DEAR ABBY: I'm a young man in my mid-20s, and I have a deeper voice than my stature would typically suggest. Close friends even get thrown off when I talk to them if they haven't seen me in a while. I'm fairly happy with it, and people often ask if I do radio or voice acting. I run into problems, though, when strangers comment on it.
If someone says, "Wow, has anyone ever told you that you have a great voice?" or something of that nature, my first impulse is to make a joke about it. If I'm not quick enough on my feet, however, I often catch myself saying something like, "Yeah, I get that a lot," or, "I know," both of which sound egotistical, and I feel embarrassed afterward. Is there a way to acknowledge the compliment that doesn't come off so pretentious? -- NOT QUICK ON MY FEET
DEAR NOT QUICK: Yes, accept the compliment graciously by saying, "Thank you."
DEAR ABBY: My husband has been sick and unable to work for several years due to a debilitating illness. He has been home taking care of the kids while I have been working full time. We have lost everything because of the financial burden of his illness. I am very grateful to my parents for helping us financially during this tough time.
Unfortunately, I believe some of my family think my husband is faking his illness. This is hurtful since they have known him for a long time (we've been married 12 years).
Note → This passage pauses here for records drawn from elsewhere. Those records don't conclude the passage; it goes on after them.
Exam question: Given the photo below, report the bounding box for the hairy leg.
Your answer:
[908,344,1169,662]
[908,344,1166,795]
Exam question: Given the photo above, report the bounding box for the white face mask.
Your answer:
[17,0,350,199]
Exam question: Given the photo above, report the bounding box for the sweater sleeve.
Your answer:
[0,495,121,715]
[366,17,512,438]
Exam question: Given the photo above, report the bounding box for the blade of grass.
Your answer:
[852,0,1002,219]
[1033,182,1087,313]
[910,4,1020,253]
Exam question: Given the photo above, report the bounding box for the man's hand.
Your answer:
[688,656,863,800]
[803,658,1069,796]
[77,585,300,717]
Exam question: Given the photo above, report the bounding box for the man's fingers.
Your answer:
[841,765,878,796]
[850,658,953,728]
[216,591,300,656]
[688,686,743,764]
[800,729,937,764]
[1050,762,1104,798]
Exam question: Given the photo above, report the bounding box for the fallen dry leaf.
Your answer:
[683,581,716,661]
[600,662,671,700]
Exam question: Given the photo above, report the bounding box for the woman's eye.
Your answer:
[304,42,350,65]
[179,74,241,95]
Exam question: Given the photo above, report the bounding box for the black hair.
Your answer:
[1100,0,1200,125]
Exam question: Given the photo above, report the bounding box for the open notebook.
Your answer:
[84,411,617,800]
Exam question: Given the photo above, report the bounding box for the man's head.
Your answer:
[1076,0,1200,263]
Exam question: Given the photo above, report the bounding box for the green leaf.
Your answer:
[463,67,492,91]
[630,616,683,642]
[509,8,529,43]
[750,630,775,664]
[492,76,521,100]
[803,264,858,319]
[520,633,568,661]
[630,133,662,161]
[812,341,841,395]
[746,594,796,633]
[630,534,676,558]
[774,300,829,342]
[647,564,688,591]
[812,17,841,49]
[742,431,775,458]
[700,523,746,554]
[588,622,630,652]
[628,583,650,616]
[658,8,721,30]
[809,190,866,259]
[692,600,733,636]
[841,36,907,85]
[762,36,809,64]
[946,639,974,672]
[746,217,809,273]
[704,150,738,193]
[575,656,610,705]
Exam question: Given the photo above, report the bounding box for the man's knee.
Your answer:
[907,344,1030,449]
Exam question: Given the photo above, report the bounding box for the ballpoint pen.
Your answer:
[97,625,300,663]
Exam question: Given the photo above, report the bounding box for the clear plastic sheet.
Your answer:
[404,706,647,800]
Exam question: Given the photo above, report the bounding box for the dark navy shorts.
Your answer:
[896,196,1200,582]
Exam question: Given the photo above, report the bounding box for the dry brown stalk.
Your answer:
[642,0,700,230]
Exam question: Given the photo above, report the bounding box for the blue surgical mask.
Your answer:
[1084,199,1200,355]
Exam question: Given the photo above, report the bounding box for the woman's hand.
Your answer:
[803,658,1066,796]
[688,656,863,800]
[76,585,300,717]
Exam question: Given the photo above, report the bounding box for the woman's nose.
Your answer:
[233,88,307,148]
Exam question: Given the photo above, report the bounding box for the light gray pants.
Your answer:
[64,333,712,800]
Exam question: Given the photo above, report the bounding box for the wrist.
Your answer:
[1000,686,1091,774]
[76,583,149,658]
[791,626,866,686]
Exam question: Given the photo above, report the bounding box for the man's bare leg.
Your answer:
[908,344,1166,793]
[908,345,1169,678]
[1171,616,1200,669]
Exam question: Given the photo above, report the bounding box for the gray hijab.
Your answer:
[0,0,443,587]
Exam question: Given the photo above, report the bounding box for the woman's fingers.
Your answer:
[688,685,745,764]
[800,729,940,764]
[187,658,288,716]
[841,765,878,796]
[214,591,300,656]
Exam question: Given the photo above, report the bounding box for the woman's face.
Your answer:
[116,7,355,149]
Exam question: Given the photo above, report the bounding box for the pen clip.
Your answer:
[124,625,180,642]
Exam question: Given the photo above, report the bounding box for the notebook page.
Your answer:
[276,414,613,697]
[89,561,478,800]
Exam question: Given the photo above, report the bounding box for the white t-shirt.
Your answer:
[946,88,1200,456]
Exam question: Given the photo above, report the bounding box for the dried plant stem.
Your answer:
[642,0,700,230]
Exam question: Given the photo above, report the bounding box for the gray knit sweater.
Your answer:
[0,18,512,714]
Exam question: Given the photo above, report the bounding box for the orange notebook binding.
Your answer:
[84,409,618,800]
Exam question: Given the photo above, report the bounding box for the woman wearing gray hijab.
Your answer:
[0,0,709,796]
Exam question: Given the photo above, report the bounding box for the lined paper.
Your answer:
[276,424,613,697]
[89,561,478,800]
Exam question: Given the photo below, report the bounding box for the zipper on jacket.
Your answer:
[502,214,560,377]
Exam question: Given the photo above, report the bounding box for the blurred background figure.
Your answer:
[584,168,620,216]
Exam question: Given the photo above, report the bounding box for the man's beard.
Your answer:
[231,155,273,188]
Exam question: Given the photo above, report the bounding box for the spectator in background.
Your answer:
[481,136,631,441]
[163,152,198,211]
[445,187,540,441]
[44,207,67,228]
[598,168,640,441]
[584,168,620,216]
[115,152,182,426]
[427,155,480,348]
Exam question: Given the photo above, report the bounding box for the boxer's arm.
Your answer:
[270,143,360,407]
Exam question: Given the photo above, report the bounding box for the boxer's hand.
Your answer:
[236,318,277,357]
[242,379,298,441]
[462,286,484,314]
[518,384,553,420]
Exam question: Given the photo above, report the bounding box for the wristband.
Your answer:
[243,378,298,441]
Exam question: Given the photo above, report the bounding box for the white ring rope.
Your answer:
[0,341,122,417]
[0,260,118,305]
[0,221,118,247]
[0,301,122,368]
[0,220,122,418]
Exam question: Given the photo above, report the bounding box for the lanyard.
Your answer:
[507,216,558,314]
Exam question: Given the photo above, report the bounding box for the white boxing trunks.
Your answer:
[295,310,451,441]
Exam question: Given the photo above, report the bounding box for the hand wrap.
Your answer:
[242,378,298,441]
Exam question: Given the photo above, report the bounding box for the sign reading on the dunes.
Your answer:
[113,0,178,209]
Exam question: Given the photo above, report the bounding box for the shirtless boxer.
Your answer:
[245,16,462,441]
My sister recently asked him in a rather nasty way why he doesn't just go get a job, and I'm beginning to think that my parents share her sentiment.
He already feels guilty and worthless for not being able to provide for our family. It's coming to the point where I just want to get away from them and cut off contact. Should I address the issue or just let it go? -- SICK IN THE SOUTH
DEAR SICK: By all means address the issue. What your sister did was both cruel and out of line. Ask your parents if those are their sentiments as well, because you are concerned they might be.
If they are having doubts about your husband's physical problems, offer to share medical information that proves his health problems are all too real. Because your parents have been helping out financially, it might help to clear the air.
DEAR ABBY: My son just got some devastating news. He found out that the son he has raised for 20 years isn't his. We will always love the young man regardless. The thing is, how do we help our son to overcome losing a child we all thought was his? -- HEARTBROKEN IN TEXAS
DEAR HEARTBROKEN: Regardless of who contributed the sperm that fertilized the egg that became your grandson, the person your son raised is his son. The bond is there. Your son is the only father he has ever known. If you move forward from there and don't deviate from that path, you should all be able to deal with this in a positive manner.